A typical wireless lighting array comprises a large number of electrically driven luminaires, which are typically arranged in a regular structure in order that they provide an even level of background light. The luminaires within the array are often laid to a grid or lattice arrangement such that there is uniform spacing between them. The grid or lattice arrangement may, for example, be dictated by the structure of a false ceiling.
Each of the individual luminaires in such a lighting array is adapted such that it is able to communicate with the other luminaires over a wireless communication network, which is formed by an array of associated communication nodes. Each of the communication nodes in the network is located at the position of its associated luminaire in the lighting array. Hence, the spatial structures of the lighting array and communication network are equivalent.
The communication network provides a means by which the lighting array can be auto-commissioned post-installation. However, the individual nodes in the network are unable to provide their own position information, therefore, it is unknown which luminaire each communication node is associated with. Before the array can be commissioned, the spatial position of each node in the communication network must be established so that each node can be assigned to the correct luminaire.
The positions of the communication nodes are found by a trilateration process, which is based upon range data provided by the wireless communication network. The range data is provided in the form of range measurements taken between pairs of communication nodes in the wireless network. The calculation of a range between two nodes is derived directly from these range measurements, which are made using techniques like Received Signal Strength Indication (RSSI) or Time-of-Flight.
In the case of RSSI, the received strength of a radio signal exchanged between a pair of communication nodes is used to calculate the range between them. The strength of the transmitted signal decreases at a rate inversely proportional to the distance traveled and proportional to the wavelength of the signal. Hence, taking the wavelength into account, the distance between the pair of nodes may be calculated from the transmitted signal's attenuation at the receiving node.
In the case of Time-of-Flight measurements, the range between a pair of communication nodes is calculated by measuring the time taken for a radio signal to travel between them. It is known that radio signals travel at the speed of light, hence, an accurate measure of the time-of-flight between the pair of nodes enables an accurate calculation of the distance between them.
However, these types of range measurement are subject to error and, hence, the derived positions of the communication nodes often do not match exactly to positions on the grid or lattice arrangement on which the luminaires are arranged. There is, therefore, still some uncertainty as to which luminaire each node is associated with.
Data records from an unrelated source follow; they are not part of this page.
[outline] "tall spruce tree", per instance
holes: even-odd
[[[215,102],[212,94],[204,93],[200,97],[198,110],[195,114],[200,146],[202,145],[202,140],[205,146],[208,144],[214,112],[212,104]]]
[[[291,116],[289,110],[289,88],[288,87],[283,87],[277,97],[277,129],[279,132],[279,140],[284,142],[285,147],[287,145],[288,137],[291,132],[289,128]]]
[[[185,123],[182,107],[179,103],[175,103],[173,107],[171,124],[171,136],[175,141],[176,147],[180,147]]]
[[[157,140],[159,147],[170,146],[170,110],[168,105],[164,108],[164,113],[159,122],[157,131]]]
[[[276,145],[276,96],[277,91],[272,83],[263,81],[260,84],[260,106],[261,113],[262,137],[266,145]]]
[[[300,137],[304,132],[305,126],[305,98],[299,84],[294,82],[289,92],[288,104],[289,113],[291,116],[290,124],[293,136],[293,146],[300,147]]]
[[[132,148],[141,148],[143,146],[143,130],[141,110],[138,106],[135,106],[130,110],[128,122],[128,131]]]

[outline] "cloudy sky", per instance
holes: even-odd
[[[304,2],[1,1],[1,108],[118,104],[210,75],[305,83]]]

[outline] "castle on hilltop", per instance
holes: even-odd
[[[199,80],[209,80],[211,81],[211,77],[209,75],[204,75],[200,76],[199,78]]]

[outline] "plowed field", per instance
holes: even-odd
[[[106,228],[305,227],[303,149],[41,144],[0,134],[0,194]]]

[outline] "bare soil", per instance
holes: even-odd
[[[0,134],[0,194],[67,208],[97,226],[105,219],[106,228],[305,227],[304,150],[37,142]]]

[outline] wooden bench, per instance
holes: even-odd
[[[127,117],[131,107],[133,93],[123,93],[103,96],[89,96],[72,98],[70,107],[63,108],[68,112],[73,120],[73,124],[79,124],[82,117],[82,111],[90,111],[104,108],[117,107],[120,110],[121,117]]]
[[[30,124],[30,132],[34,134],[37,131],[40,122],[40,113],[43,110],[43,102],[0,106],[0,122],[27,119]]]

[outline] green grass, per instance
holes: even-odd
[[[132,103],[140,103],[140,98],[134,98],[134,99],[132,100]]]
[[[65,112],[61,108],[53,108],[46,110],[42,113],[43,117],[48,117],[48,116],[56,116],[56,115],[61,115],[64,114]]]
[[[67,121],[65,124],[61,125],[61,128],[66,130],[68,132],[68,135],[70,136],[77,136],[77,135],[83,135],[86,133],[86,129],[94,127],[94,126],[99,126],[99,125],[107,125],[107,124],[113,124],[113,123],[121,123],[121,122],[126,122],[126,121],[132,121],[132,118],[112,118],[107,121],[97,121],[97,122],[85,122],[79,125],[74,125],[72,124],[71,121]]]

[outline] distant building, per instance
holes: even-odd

In order for the wireless lighting array to be successfully commissioned, the communication nodes must be assigned to their correct grid or lattice position, and hence luminaire, in the lighting array. If the communication nodes are assigned to a lattice position which does not correspond to their actual lattice position, the derived spatial structure of the communication network will be incorrect and, consequently, the lighting array will not function correctly.
In order to resolve such uncertainties in the positions of the communication nodes, the positions derived by trilateration may be compared with a template which defines the lattice positions of the luminaires in the lighting array. By this method, a communication node can be “snapped” to the closest luminaire to its derived position. Its new position can then be used as a reference point in the trilateration of further communication nodes. In this way, errors in the positions derived by the trilateration process are not accumulated.
However, there is a risk, with the above method, that individual communication nodes will be snapped to the wrong position, i.e. a position which does not correspond to their actual position. In this case, the use of that position to establish the positions of further communication nodes results in the accumulation of large errors. Such errors may become sufficiently large that they prevent the overall topology of the lighting array from being established.